道学先生の中島淳彦さんの舞台は、今回で何度めかの観劇です。現代を舞台にしているというより少し昔の昭和の時代を描かれることが多く、またその時代のおじさんを描くのがとてもうまい作家さんだとおもいます。たまたまヴォードビル等で見させていただいた機会が多いからかもしれませんが。
今回も舞台は戦後三十年たち、小野田さんや横井さんといった残留日本兵の話題が国民の関心をさらっていたころのフィリピンの片田舎の島でした。舞台のはじめからすまけいさん演じる残存兵とおぼしき人が印象的にでてきています。
その島のリゾートホテルに不倫の結果逃げられた元部下を追いかけてきた中年男、その同行者。犬猿の中の友人、日本人を父にもつ現地ガイドといったさまざまな人が交差します。残留日本兵を捜すための大捜索が話のくらいまっkになるかと途中期待したのですが、拍子抜けするくらいあっさりとこの一行と残存兵であるすまけいさんは出会います。
角野卓三さん演じる外務省の役人でありながら捨てられた若い女を忘れられない情けない中年男とその友人役の佐藤B作さんのかけあいがこの舞台のリズムを作っています。

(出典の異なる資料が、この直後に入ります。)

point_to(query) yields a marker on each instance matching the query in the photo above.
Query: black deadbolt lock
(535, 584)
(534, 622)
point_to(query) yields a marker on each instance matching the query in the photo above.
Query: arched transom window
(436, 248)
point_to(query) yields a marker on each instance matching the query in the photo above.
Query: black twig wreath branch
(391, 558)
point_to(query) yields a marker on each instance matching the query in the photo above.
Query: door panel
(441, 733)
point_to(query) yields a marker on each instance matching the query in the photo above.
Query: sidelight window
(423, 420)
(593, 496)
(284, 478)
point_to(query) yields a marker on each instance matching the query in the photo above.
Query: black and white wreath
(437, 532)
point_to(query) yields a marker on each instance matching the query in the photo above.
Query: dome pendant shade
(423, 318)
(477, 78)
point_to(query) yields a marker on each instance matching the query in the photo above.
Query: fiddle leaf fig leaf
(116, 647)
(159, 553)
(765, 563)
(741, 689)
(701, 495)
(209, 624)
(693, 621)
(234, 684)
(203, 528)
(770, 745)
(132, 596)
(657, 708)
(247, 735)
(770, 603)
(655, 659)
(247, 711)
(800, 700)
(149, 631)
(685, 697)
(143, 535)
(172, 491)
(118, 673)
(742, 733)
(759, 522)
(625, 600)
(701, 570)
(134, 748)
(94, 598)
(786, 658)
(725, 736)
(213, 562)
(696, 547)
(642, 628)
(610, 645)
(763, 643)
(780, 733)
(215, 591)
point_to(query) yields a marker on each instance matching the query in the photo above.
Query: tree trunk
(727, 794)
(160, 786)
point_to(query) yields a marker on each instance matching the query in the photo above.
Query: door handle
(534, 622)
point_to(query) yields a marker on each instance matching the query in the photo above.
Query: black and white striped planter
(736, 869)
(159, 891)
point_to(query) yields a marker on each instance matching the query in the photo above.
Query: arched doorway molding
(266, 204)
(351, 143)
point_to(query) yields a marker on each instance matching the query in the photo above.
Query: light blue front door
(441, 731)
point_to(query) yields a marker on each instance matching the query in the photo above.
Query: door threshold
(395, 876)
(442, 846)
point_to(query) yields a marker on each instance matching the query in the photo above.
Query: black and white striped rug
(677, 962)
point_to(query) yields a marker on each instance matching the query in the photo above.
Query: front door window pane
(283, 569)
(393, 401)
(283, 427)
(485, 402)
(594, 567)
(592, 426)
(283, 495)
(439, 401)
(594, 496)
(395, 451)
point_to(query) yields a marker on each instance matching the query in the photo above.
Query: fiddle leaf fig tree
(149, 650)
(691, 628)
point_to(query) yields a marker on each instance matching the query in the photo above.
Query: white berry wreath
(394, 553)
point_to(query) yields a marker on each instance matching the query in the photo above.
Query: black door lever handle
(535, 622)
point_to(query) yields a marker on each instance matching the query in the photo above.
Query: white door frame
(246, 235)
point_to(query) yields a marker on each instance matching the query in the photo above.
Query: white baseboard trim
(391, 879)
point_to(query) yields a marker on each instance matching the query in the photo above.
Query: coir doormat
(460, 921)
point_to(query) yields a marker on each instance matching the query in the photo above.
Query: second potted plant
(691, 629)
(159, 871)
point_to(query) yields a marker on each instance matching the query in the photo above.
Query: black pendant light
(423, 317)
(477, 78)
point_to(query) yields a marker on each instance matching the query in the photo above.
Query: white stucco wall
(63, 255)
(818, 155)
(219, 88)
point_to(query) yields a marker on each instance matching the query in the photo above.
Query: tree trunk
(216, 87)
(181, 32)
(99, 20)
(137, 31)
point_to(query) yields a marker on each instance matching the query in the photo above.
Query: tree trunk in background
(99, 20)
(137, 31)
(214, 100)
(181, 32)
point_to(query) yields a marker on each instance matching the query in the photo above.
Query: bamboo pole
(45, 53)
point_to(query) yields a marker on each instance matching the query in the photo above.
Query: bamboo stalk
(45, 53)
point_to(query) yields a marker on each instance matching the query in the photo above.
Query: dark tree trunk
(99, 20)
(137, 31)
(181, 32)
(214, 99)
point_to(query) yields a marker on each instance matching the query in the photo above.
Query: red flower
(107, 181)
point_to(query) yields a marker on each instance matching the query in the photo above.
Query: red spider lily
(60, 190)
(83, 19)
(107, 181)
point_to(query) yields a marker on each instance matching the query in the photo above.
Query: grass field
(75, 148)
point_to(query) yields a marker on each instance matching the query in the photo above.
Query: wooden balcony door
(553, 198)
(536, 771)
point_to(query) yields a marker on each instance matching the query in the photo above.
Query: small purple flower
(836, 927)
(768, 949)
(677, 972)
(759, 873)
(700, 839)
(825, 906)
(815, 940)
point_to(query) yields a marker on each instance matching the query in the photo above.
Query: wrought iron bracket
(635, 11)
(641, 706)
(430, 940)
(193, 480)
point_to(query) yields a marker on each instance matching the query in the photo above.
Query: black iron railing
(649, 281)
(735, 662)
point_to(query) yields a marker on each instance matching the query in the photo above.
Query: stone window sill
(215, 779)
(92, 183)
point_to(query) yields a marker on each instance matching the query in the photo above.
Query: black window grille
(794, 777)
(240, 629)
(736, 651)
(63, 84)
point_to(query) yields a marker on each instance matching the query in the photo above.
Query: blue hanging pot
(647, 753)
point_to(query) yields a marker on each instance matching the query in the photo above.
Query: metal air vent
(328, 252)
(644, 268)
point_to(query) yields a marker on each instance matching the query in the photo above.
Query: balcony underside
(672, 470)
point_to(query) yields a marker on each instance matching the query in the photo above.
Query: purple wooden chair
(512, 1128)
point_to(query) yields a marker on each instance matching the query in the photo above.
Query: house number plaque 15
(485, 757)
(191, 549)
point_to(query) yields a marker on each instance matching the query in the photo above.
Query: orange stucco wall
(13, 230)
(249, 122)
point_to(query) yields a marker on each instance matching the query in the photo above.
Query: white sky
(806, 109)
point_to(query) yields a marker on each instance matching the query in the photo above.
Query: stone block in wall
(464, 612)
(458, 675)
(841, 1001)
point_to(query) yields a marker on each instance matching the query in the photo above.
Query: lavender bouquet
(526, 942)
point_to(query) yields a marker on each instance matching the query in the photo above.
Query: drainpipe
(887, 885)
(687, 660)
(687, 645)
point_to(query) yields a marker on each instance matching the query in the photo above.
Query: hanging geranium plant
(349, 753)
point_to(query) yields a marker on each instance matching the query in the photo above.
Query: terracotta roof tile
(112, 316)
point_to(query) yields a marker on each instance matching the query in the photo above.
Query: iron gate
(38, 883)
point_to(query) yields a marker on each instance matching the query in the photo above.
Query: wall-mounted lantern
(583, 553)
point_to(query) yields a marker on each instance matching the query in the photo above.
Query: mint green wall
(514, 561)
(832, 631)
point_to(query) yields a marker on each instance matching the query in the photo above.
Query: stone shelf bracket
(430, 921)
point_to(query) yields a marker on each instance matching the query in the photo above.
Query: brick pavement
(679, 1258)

まいど豊さんも若いんだか年とってんだかよくわかりませんが、今回はひょうひょうとした若者代表みたいな役をうまく演じています。時代背景から逆算するとまいどさんの役こそいまでいう段階の世代にあたるわけでそのまいどさんがB作さんや角野さん演じる上の世代に今の若いものはと評されるさまは少し皮肉がきいていると感じました。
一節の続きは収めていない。